It has been a long time since I wrote my original post, on balancing a job with Fibromyalgia. Since that time much has changed, both in my general life, but also in a decline in my health. Instead of re-writing the original post, I thought I would leave it in place as a ‘way marker’ and do an update entitled Working With Fibromyalgia.
Which Fibro Symptoms Have Got Worse?
In order to understand what can get worse, it might be handy for you to look at What is Fibromyalgia?, especially if you’re new to this blog or have first found me through gaming.

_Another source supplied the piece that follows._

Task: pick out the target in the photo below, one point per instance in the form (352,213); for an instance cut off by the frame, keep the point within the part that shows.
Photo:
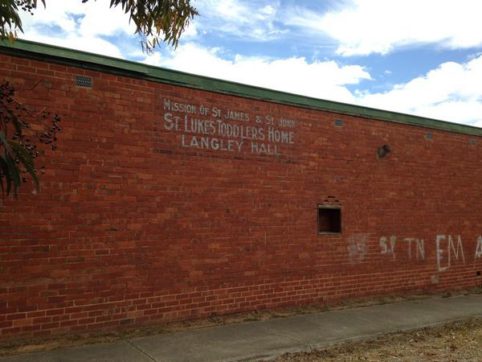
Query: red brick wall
(135,226)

Fibro (as it is often referred) is a complex, mostly “invisible” illness. Only those closest to me can tell by looking at me how I feel, because for the most part it has no outward signs.
- Pain Levels: although I have started coming off medication, my pain levels are getting worse and it’s not to do with the medication I have come off. This is because the huge increase has happened in the last 2-3 weeks and I haven’t reduced any tablets in that timeframe. My pain has got to the “nearly crying” stage multiple times in the last few weeks, including the day I wrote this blog post.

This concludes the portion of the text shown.